El Consejo Nacional de Patrimonio Cultural de Cuba y la Comisión Nacional de Monumentos, de Lugares y de Bienes de Argentina acaban de presentar y de lanzar un libro que realmente revela un tesoro poco conocido. Se llama “Arquitectura ferroviaria de América latina: Cuba y Argentina”, y desde el vamos muestra dos cosas desconocidas: que la isla del Caribe fue el primer país latinoamericano en tener ferrocarriles y que hasta desarrolló un estilo propio de estaciones y de infraestructura.

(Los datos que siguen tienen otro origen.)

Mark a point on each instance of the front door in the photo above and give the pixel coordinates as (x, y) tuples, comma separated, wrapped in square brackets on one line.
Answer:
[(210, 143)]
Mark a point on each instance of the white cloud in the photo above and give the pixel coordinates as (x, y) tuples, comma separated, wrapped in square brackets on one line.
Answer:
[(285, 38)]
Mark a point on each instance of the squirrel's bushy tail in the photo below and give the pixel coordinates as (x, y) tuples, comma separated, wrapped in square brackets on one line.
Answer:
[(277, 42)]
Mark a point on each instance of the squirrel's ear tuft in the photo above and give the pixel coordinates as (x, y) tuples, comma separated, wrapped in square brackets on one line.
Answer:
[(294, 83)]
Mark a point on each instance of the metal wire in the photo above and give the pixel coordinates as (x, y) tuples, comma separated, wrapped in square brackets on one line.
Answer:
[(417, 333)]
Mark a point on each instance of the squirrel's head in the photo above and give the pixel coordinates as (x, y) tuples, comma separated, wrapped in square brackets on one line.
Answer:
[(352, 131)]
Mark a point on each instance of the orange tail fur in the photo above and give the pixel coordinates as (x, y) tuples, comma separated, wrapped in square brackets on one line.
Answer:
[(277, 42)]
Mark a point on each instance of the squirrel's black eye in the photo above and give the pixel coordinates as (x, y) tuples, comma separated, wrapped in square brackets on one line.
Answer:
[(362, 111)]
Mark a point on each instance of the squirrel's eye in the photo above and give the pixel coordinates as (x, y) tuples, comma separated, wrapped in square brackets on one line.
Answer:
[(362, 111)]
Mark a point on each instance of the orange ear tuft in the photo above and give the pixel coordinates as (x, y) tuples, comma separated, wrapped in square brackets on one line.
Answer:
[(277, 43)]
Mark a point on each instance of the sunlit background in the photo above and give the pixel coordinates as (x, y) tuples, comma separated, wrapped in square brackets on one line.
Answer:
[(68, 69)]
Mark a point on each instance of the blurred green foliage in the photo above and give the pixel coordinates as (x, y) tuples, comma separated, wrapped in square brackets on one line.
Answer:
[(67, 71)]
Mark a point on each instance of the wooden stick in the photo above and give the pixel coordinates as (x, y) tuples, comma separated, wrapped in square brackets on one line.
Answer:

Lejos del transplante europeo al que estamos acostumbrados los argentinos, que tuvimos la mayor red del continente, los cubanos inventaron una arquitectura propia en esto también.

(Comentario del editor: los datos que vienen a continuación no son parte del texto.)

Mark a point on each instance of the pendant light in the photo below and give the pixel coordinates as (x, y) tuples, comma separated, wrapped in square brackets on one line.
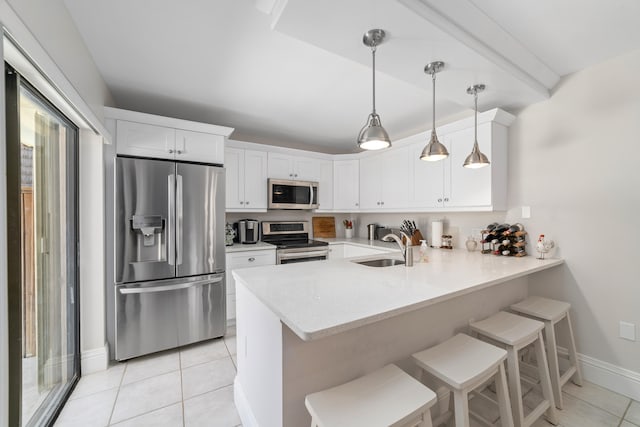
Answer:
[(373, 136), (434, 150), (476, 159)]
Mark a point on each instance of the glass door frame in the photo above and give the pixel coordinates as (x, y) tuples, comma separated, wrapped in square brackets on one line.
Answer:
[(13, 82)]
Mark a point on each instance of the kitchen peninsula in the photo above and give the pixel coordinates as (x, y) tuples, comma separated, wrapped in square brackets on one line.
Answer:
[(306, 327)]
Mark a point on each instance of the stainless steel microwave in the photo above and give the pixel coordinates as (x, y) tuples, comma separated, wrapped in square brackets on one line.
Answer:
[(289, 194)]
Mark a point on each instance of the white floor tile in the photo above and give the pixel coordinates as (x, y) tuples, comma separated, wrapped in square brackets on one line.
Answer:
[(147, 395), (577, 413), (170, 416), (213, 409), (99, 381), (203, 352), (89, 411), (150, 366), (230, 341), (633, 414), (207, 377), (598, 397)]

El libro fue, no extraña, una idea del gran especialista argentino en el tema, Jorge Tartarini, vocal de la comisión argentina y autor de un clásico sobre este patrimonio. Como cuenta Gladys Collazo Usallán, presidente de la comisión cubana, este libro bien puede ser el comienzo de una serie sobre las principales piezas patrimoniales ferroviarias del continente. Teresa de Anchorena, que preside la comisión argentina, recuerda que por aquí tenemos más de 2500 estaciones de tren y que estas vastas redes “son una piedra angular de cualquier política cultural que pretenda un futura”.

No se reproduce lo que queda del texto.